Maybe they do, maybe they don’t

Ever since the CRM phenomenon took hold in the late 1990s, there has been a consistent trend in the direct marketing business press, at conferences, and in advertising from some service providers that support the business; a constantly repeated mantra that the Holy Grail of marketing — the end state that we should all be seeking — is to establish a continuous, two-way, relationship-based dialogue with all of our customers. The presupposition seems to be that customers want to have that dialogue.

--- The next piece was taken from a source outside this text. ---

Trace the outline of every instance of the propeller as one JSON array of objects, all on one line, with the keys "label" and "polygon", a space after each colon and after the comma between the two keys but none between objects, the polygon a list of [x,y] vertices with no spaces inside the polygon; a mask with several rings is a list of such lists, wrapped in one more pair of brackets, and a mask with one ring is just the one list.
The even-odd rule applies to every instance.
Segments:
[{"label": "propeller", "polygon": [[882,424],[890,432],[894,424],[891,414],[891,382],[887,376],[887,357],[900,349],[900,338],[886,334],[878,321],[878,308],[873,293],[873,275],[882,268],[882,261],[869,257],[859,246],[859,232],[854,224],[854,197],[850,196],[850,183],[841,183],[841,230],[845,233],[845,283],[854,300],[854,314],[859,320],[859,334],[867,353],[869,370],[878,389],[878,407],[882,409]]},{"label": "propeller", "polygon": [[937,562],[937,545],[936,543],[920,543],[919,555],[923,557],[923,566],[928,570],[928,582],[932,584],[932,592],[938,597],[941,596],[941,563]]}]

Maybe they do, maybe they don’t.

The fact is, some number of your customers would rather not hear from you at all, thank you very much, unless there is a real business reason for the contact. Depending on what kind of business you’re in, that number could be just a few of your customers, most of them, or some percentage in between. Here are some hypothetical situations that illustrate the point:

Doctors don’t usually write letters, send e-mails, or publish disease-specific newsletters to be sent to their patients, for a variety of reasons that include regulatory concerns. But suppose they did? If you had a serious, chronic health problem and the doctor that was treating it started sending you a series of informational and educational communications regarding the best ways to manage the illness (in a way that guaranteed your privacy) would you want to receive those communications? Chances are, you would. That’s why people overtly seek out Web sites like WebMD, or sign up for disease-state-specific Web sites maintained by the pharmaceutical companies that provide the medicines they are using to treat those diseases.

Think about the last time you visited a doctor to get something to treat that really bad cold or bout with the flu. If your doctor had taken the time to call you personally a couple of days later to ask how you were feeling, wouldn’t you have welcomed the call? Sure, you would have, and so would most of the doctor’s other patients. Score one for the idea of relationship marketing.

If you’re a homeowner, it’s likely that you sometimes go to one or more of the “big box” hardware stores like The Home Depot or Lowe’s to pick up a few items you need to keep the place in good repair. If you live in a real fixer-upper, you probably go there a lot and buy more than the average person. Chances are, you’d be very interested in price discounts, but little else in the way of communications from your hardware store, unless they were offering information about a specific project you’re working on — say, building a deck.

In this instance, you might or might not be interested in ongoing communications depending on how much you buy and what you’re working on at home, but the interest might be centered around prices, products and services, rather than building a relationship. Put this one in the 50/50 column.

At the other end of the spectrum are all the commodity-based businesses that consumers interact with that engender near zero interest in having a relationship — gas stations, convenience stores and utilities come to mind. Most likely, your main concerns are about availability, convenience and price, and not much more.

The fact is, not every business model lends itself to true relationship marketing, and for the ones that do have the right mix of products and services, not every customer has an interest in having a relationship — they’d rather just do business with the company when they want to, and otherwise be left alone.

The trick is figuring out which customers fit that description, and the key to that is relevance. If your products and services are something they need and want, your customers and prospects probably would like to know about them. But even then, it’s less often about relationship-building than it is about plain, old-fashioned selling.

In our zeal to market the way the conventional wisdom tells us to, we shouldn’t lose sight of one basic idea — the real point of direct marketing to ring the cash register and learning how to do that more often should be the high-order priority.